Dazu positionierte Howie sich als „AI Copilot for the Built Environment“. Die KI-gestützte Plattform für die Bau- und Immobilienbranche bereitet unter anderem Texte, Bilder und Konstruktionszeichnungen mit großen Datenvolumina auf. Dabei nutzt sie LLMs, um Muster in den Daten, etwa auch aus Berichten, E-Mails, Bildern und Zeichnungen, zu erkennen.

Zwei Investmentrunden 2025

Mit dem Konzept konnte Howie vergangenes Jahr mehrere Investoren überzeugen. Im März und im November 2025 verkündete das Unternehmen jeweils eine sechsstellige Finanzierungsrunde. Dabei dürfte es sich um Wandeldarlehen gehandelt haben: In den öffentlich einsehbaren Firmenbuch-Daten sind die Finanzierungsrunden nämlich in den Beteiligungsverhältnissen nicht ablesbar. Zudem holte Gründerin Lenart vergangenes Jahr den zweiten Platz in der Kategorie Startups beim brutkasten „Innovator of the Year“.
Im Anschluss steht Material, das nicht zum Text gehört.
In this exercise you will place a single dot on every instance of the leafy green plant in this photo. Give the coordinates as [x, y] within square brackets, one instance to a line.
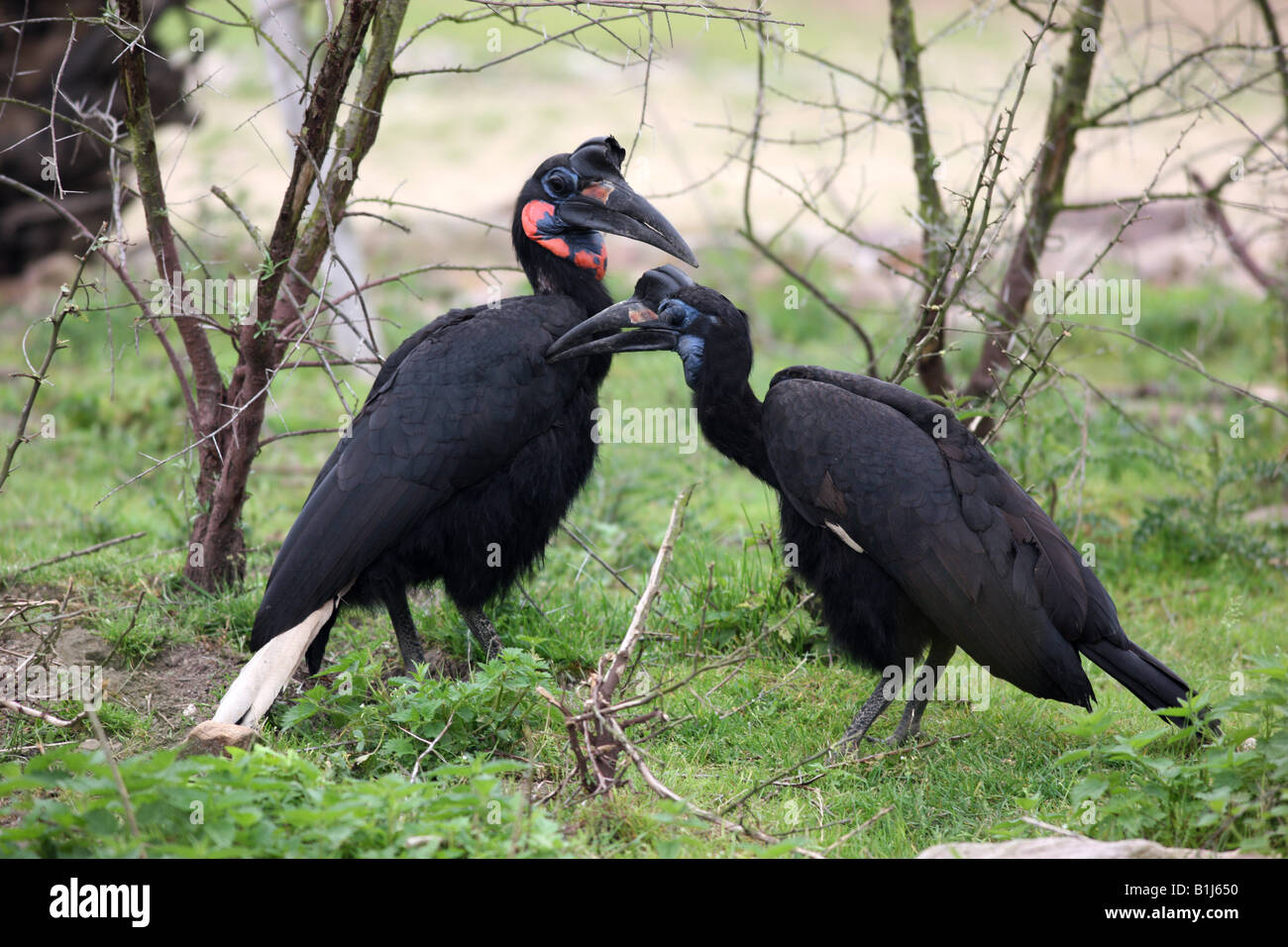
[393, 723]
[262, 804]
[1157, 785]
Konkursantrag – keine Details von Kreditschutzverbänden

Doch nun brachte das Startup einen Konkursantrag ein, wie die heimischen Kreditschutzverbände übereinstimmend berichten. Konkrete Informationen dazu liegen aktuell bei keinem der Verbände vor. Sollten die Investments tatsächlich in Form von Wandeldarlehen erfolgt sein, würde ihre Summe in die Passiva fallen.
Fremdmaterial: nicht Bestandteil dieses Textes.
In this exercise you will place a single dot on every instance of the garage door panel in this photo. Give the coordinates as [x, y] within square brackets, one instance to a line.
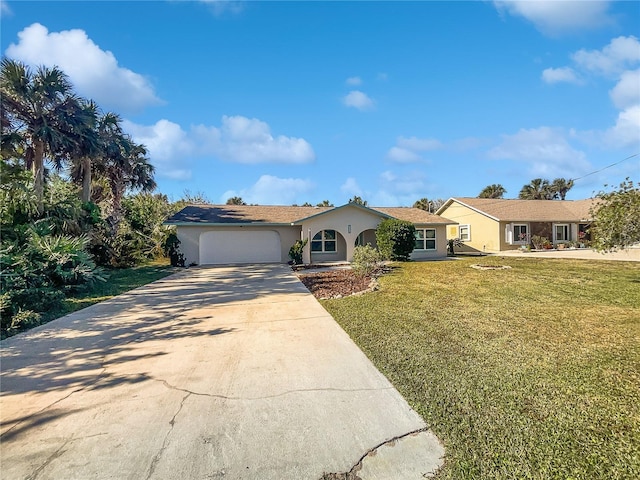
[247, 246]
Gründerin Lenart: Zwei Investments nicht rechtzeitig abgeschlossen

Auf brutkasten-Anfrage meldete sich Gründerin Ewa Lenart mit einem Statement zur Insolvenz. Man sei in einem „technisch sehr anspruchsvollen und noch relativ jungen Markt“ tätig, und habe in den vergangenen zwei Jahren ein starkes, wachsendes Interesse von weltweit führenden Architektur-, Ingenieur- und Beratungsunternehmen verzeichnen können. „Gleichzeitig erwiesen sich die Entwicklungs- und Implementierungszyklen in der Bau- und Immobilienbranche als länger und kapitalintensiver, als wir ursprünglich geplant hatten. Wir waren daher auf eine zusätzliche Finanzierung angewiesen, um die nächsten kommerziellen Meilensteine zu erreichen“, so die Gründerin.

Während der jüngsten Finanzierungsrunde habe man zwei Term Sheets mit etablierten Investoren unterzeichnet. „Letztendlich wurde jedoch keine der beiden Transaktionen innerhalb des Zeitrahmens abgeschlossen, den das Unternehmen benötigte“, schreibt Lenart. „Wir haben zudem ein deutlich schlankeres und stärker kundenfinanziertes Betriebsmodell geprüft, konnten die daraus resultierende Liquiditätslücke aber nicht rechtzeitig schließen.“

Weiterführung steht noch im Raum

Doch Lenart fügt an: „Die zugrunde liegende Marktthese ist aus meiner Sicht nach wie vor sehr stark. Als wir Howie gründeten, befanden sich KI-native Workflows für die Baubranche noch in einer sehr frühen Phase. In den letzten zwei Jahren haben sich die Investitionen und die Adaption in diesem Bereich deutlich beschleunigt.“ Man sehe weiterhin Interesse von Kunden und Branchenakteuren an Howie und seiner Technologie. „Ob und in welcher Form Teile des Unternehmens oder des Produkts fortbestehen werden, hängt nun vom Insolvenzverfahren ab“, so die Gründerin.